VAL DI ZOLDO La Provincia dei sindaci contesta il ricorso di un sindaco. E gli chiede anche di pagare le spese processuali. Nel giorno in cui il presidente dell’ente di area vasta Padrin ha convocato gli amministratori per discutere del referendum per l’autonomia, avrebbe dovuto svolgersi l’udienza al Tribunale superiore delle acque pubbliche per la centralina sul Maè. Contesta dall’amministrazione comunale. Una coincidenza assai curiosa. L’ennesima richiesta di derivazione sul corso d’acqua che solca la valle è stata contestata dall’amministrazione, che ha presentato ricorso al Tsap contro la Provincia per aver rilasciato la concessione a derivare acqua per scopi idroelettrici, un anno fa.

Nel ricorso sono coinvolti anche la Regione e la società Dolomiti derivazioni srl, che ha ottenuto la concessione per una domanda che era stata presentata, ancora nel 2012, da Idroelettrica alpina (c’è stato un subentro a procedura avviata). L’udienza è stata rinviata a dicembre, ma proprio ieri, a poche ore dall’assemblea dei sindaci convocata a Palazzo Piloni, Camillo De Pellegrin ha ricevuto alcuni atti. Sono le conclusioni della Provincia sul ricorso.

La memoria difensiva in pratica. «È un paradosso», attacca De Pellegrin. «Siamo la Provincia dei sindaci? Io, che sono un sindaco, ho dovuto far causa alla Provincia per difendere la Val di Zoldo dall’ennesimo impianto. Proprio quella Provincia che la settimana scorsa ha votato in consiglio un atto di indirizzo che mira a tutelare maggiormente i corsi d’acqua dalla realizzazione di centraline idroelettriche». Ma quello che infastidisce di più Camillo De Pellegrin è leggere le motivazioni con le quali l’ente si difende: «Dicono che il Maè non è sfruttato come sosteniamo noi, che il Comune stesso aveva presentato il progetto per fare un impianto. Ma era anni fa, abbiamo rinunciato e quella pratica è archiviata».
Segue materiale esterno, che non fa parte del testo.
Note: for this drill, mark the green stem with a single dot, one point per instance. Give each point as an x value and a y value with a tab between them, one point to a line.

Sul Maè e sui suoi affluenti insistono almeno sette richieste di concessioni a derivare per scopi idroelettrici. «Io devo pensare al futuro della vallata. Non sto parlando da ambientalista, ma qui stiamo assistendo ad una oggettiva devastazione del territorio, che comprometterà l’economia turistica, fonte di sopravvivenza della nostra terra», continua. De Pellegrin ha impugnato la concessione non appena è stata rilasciata. «La popolazione è contraria, e lo sono anche i proprietari delle seconde case. Parliamo dell’ennesimo progetto speculativo presentato da privati. Lo sappiamo che questi impianti, sotto il megaWatt di potenza, danno un apporto minimo alla produzione idroelettrica nazionale.

Abbiamo già dato, come territorio, in merito a sfruttamento».«E parliamo di autonomia?», conclude De Pellegrin. «Siamo al paradosso. Un sindaco che fa causa a un ente di cui fa parte, per tutelare il suo territorio, visto che quell’ente non lo sta facendo avendo rilasciato una concessione idroelettrica».